Set your browser to "http://opensource.thai.net" if you want some test data in
Thai.
- cd to mozilla/.. and tar -xzvf libinthai-moz.tar.gz
  The library will be installed in mozilla/intl/inthai
- Copy the dictionary file mozilla/intl/inthai/data/inthai.lex to
  /usr/share/inthai for Linux or the executable directory for Win.
  (you must mkdir /usr/share/inthai first).
Sorry, I forgot to tell that the above patch is made on mozilla 0.9.8 source.
How does the functionality of this patch compare to the functionality of
Mozilla's CTL(=Complex Text Layout) extension ?
as of my knowledge,

CTL provide the functionalities of:
- render Thai characters (cell-base, 4 levels of characters in 1 cell)
- cell-base caret travelling, delete, backspace
- cell-base highlight selection

There's NO wordbreak functionality in CTL (at least, for now).

Prabhat may better clarify this.
please do not attach application/octect-stream type in bugzilla attachment. 
Blocks: thai
I looked at this patch. With some minor changes we could integrate this 
to co-exist with current CTL code. One issue for discussion could be if
anyone in intl team is planning to integrate ICU (which i believe also
provides good thai word-breaking support). Could someone in intl team 
comment on this?

I'd love to hear about using ICU in mozilla. IMHO, this will solve many problems.

> ICU (which i believe also provides good thai word-breaking support)

Thai dictionary-based word-breaker in ICU is not good enough. People from
IBM/Sun Thailand who use/test ICU with Thai language can tell you that. The
problems come from :-
1) Greedy, longest-matching algorithm use in ICU can't handle ambiguous word
sequences at all (it was mentioned as over-kill). Modern algorithms in Thai use
maximal-matching algorithm which use dynamic programming technic to handle
ambiguous sequences efficiently.
2) ICU algorithm don't handle unknown words (words not in the dictionary) very
well. Unknown words happend a lot in real Thai texts so it's *very* serious.
3) It's not been tested enough with Thai so there may be cases that cause error.
One case I can think of is the use of '.' in Thai to denote abbreviations.

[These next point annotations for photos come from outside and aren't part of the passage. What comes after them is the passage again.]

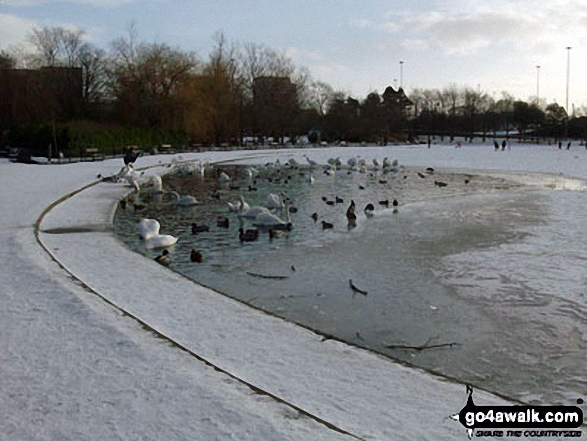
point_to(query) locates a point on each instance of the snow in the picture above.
(98, 342)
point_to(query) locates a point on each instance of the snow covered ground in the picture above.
(97, 342)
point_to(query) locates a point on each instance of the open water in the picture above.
(482, 280)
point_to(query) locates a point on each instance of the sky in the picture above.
(354, 46)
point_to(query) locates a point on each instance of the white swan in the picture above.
(148, 228)
(149, 232)
(156, 184)
(239, 205)
(223, 177)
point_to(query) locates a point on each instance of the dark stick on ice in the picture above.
(263, 276)
(355, 289)
(424, 346)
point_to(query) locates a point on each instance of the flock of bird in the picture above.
(273, 216)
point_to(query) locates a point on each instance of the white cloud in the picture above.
(13, 29)
(361, 23)
(414, 45)
(539, 26)
(97, 3)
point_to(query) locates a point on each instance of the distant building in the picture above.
(393, 98)
(35, 96)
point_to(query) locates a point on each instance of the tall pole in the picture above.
(568, 48)
(538, 85)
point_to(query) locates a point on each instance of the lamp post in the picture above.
(568, 48)
(538, 85)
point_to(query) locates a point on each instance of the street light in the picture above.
(568, 48)
(538, 85)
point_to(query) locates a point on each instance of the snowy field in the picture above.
(100, 343)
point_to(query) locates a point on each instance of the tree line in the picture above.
(136, 92)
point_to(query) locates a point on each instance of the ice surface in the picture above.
(73, 367)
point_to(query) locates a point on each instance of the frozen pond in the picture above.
(487, 268)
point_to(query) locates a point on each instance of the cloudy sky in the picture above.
(356, 46)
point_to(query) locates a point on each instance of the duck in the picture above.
(274, 234)
(199, 228)
(160, 241)
(196, 256)
(274, 201)
(248, 235)
(239, 205)
(163, 258)
(222, 221)
(253, 212)
(327, 225)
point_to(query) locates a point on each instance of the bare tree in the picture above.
(144, 78)
(320, 95)
(47, 43)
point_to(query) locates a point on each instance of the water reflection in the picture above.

The
'.' could be threated as part of Thai word or as punctuation (some use it to
denote end of sentences) depend on context and dictionary. The dictionary should
also contain list of abbreviations for this to work.

On the other hand, IMO, ICU's BreakIterator API is the way to go. Libinthai
actually adopted BreakIterator API from the beginning. The interface you see in
my Mozilla patch is the result of painfully adapting the stateful BreakIterator
interface to Mozilla's stateless breaker API. Internally libinthai is ICU
compatible. I think Mozilla should consider using BreakIterator API directly in
the future.
> The work is not finished and have been tested on Linux only.
> There're some problems with it such as :-
> - On Linux the dictionary will be loaded as "/usr/share/inthai/inthai.lex"
> - On other platform it'll be loaded as "inthai.lex" so it must be in 
>   current directory! See mozilla/intl/inthai/src/PackedTrie.cpp

The dependency on the dictionary data file (inthai.lex) in libinthai has been
solved. The (default) main dictionary is compiled-in as a module as in ICU.
We're working on (re)building libinthai on Windows. Now libinthai also has
spelling checking/correction functionality too (spelling check and word breaking
for Thai are the two sides of the same coin).

hi samphan - Please post the latest patch and library with dictionary dependency
removed so that i can get our thai team to verify this. 
thanks,
prabhat
The new libinthai can be d/l at
ftp://opensource.thai.net/pub/office-tle/libinthai_0.9.tar.gz
I haven't look at the patches for a while but will do ASAP if you want to.
BTW, what's the current plan?
1) change current code to use ICU's BreakIterator API and
1.1) go directly to ICU now
1.2) use libinthai until Thai BreakIterator in ICU is ok
2) use libinthai with its mozilla specific API as a temporaly solution

After all, please note that this particular patch (from above) fix the 'bug'
that prevent word-breaking for Thai eventhough the rule-based code is already
check-in (mozilla/intl/lwbrk/src/rulebrk.c) and used to work in old versions.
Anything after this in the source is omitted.